Po twarzy doktora Hicksa przemknęło złożone spektrum min.
— No, przypuszczam…
— Tak, doktorze?
— No, to jakby wysłać go do raju, prawda?
— Otóż to! Sam bym tego lepiej nie ujął!
— Każdy mógłby to ująć lepiej od tego pozera! — zawołał Flead tuż za nim. — Katedra mocno się stoczyła od moich czasów, a on do tego dopuścił! No ale zobaczymy, co da się z tym zrobić.
— Ale zanim pan zobaczy, profesorze, muszę porozmawiać z golemem — powiedział Moist. — Czy może pan dla mnie tłumaczyć?
— Mogę, ale nie chcę — burknął Flead.
— Ale wcześniej starał się pan pomóc pannie Dearheart!
— Ona jest atrakcyjna. Dlaczego miałbym dzielić się wiedzą, której zdobycie zajęło mi setkę lat?
— Bo w pałacu są durnie, którzy chcą wykorzystać te golemy i rozpocząć wojnę.
— W ten sposób zmniejszy się liczba durniów!
Przed nimi tkwił teraz samotny golem. Nawet kiedy klęczał, jego twarz znajdowała się na poziomie oczu Moista. Głowa odwróciła się i spojrzała na niego bez wyrazu. Za to strażnicy wokół patrzyli z głęboką podejrzliwością.
— Chcemy tu przeprowadzić niewielkie działania magiczne, panowie — poinformował Moist.

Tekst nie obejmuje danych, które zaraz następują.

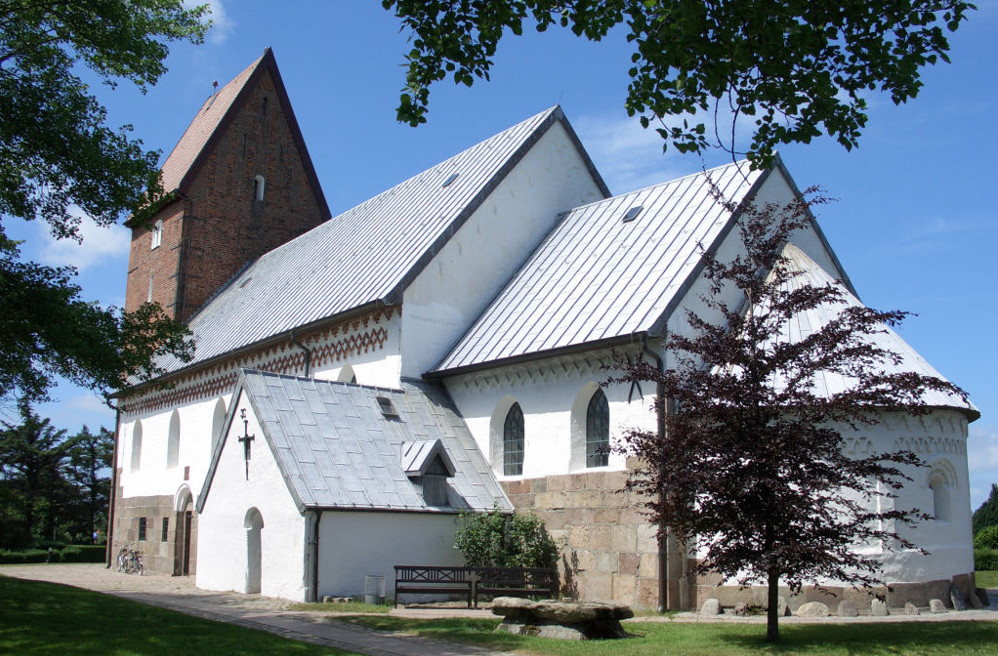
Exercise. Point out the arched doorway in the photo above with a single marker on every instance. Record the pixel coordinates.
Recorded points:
(183, 544)
(254, 550)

Dowodzący strażnikami kapral wyglądał, jakby ten plan nie zyskał jego aprobaty.
— Mamy go pilnować — odparł, spoglądając na czarne szaty i migoczącego profesora Fleada.
— Nie szkodzi, możemy działać zza kordonu. Zostańcie, oczywiście, jestem pewien, że nie ma wielkiego ryzyka.
— Ryzyka? — zaniepokoił się kapral.
— Choć może lepiej by było, gdybyście się rozstawili i nie dopuszczali tu gapiów — ciągnął Moist. — Nie chcielibyśmy przecież, żeby coś się przytrafiło przypadkowym osobom. Gdybyście może odsunęli tłum na jakieś pięćdziesiąt sążni…
— Kazali nam stać tutaj — odparł kapral. Zmierzył Moista badawczym wzrokiem i zniżył głos. — Pan chyba jest naczelnym poczmistrzem?